Robby, Harry, Ikey, and Auntie Ruthie had to scoot off the bench of the nook so Mona could get out. She followed Den to the bathroom, where he lowered the toilet seat and had her sit down. She pulled up the cuff of her capri pants so he could see the caulked brown scab, angry red around the edges, boiling like lava with pus under the surface of the dried blood. Mona’s leg was shaking as if she had fallen through the ice of a frozen lake and couldn’t stop shivering.
Den breathed in. “Ooo!” he exclaimed. “That one bad.” He turned and opened the mirror door of the medicine cabinet over the small porcelain sink. He found gauze and hydrogen peroxide. “This gone hurt,” he told his granddaughter. He poured and swabbed to clear the scab away. The girl caught her breath and held it, but she did not cry out. If it had been one of the boys, especially Harry, the tears and wailing would have started long before Den even touched him.
The wound went into the muscle. The telephone pole had exacted a fee for crashing into it, and a chunk of the girl’s flesh had been scraped away. “Should have gone hospital,” Den said. “Too late now.” He spread ointment over the hole in Mona’s knee and put the biggest Bandaid they had in the house over it. “You hungry?” he asked the girl. She shook her head, no. “Go sleep,” her grandfather told her. “Don’t hurt that way.”
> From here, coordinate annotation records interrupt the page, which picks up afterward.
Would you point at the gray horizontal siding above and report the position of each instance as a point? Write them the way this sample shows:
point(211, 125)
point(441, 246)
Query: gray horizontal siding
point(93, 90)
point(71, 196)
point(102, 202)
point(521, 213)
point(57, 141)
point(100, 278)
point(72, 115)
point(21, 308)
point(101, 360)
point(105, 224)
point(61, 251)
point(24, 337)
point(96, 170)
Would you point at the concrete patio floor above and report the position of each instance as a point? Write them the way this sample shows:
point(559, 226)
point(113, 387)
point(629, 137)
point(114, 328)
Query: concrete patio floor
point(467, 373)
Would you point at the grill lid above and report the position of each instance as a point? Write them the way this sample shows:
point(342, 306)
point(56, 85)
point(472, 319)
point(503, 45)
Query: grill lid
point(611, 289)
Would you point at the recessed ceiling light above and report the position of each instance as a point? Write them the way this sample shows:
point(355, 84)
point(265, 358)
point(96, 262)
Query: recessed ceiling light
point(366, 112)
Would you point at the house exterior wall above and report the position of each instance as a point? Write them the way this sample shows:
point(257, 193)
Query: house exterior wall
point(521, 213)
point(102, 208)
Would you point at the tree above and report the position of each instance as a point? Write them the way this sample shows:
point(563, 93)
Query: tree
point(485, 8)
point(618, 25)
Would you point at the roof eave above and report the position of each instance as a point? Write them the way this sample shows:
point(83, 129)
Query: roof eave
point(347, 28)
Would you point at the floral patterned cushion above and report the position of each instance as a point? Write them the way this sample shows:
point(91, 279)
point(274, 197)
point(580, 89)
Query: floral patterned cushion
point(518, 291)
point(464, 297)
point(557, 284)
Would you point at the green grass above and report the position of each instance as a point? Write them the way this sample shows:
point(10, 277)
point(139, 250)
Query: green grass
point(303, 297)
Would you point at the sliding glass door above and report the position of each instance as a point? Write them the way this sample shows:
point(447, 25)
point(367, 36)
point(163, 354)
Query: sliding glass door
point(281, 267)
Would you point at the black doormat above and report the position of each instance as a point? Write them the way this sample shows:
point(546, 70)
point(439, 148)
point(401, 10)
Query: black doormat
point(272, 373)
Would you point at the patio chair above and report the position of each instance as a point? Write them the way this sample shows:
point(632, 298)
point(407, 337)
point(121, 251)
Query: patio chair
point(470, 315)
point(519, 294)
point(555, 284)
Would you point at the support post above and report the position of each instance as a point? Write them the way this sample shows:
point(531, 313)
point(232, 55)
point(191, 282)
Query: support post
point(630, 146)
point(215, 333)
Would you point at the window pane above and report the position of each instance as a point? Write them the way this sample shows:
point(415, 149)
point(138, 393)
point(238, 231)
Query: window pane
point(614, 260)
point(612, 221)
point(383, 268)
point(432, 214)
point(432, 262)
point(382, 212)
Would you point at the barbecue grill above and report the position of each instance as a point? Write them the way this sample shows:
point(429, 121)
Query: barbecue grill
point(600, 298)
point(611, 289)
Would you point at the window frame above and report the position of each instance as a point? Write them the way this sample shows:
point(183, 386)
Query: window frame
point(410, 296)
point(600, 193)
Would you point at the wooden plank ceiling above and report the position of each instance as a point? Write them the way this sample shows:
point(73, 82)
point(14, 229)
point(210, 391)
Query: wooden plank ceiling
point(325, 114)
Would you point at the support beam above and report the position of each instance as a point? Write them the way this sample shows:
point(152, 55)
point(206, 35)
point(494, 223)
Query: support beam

All the adults, as always, were tired from working too hard, with too much to do. There was a corner grocery store to run, there were clerk and factory jobs to toil at for long hours and little pay. They were busy, as they always were, doing something. They wrapped up the end of the day as best they could, washing and drying and putting away children. It was their only interaction with their children all day. “We might as well be orphans,” the kids always complained, for the lack of parenting they got.
“When we get those new government jobs that are opening up to Chinese, we’ll all have our own houses to live in,” Uncle Royce promised. He had been in the Army, so he was sure to get one, maybe with the Post Office, or the State government, or, what he was hoping, with the police department. Until then, there was nothing much they could afford, except living with their parents, which Den welcomed, and Pea grudgingly accepted, although not gracefully.
That didn’t make it any easier for the kids. In their own single family houses, they would still be on their own, playing in the street unattended, fighting bullies, and learning from the school of hard knocks, which Ellyn always said was where she got her education. American mothers stayed home and took care of the kids while the father worked. Chinese parents worked all day and night.
Mona was left to herself in her narrow bed. She had already fallen asleep. She would later remember this day as her first proof that Asians can’t drive.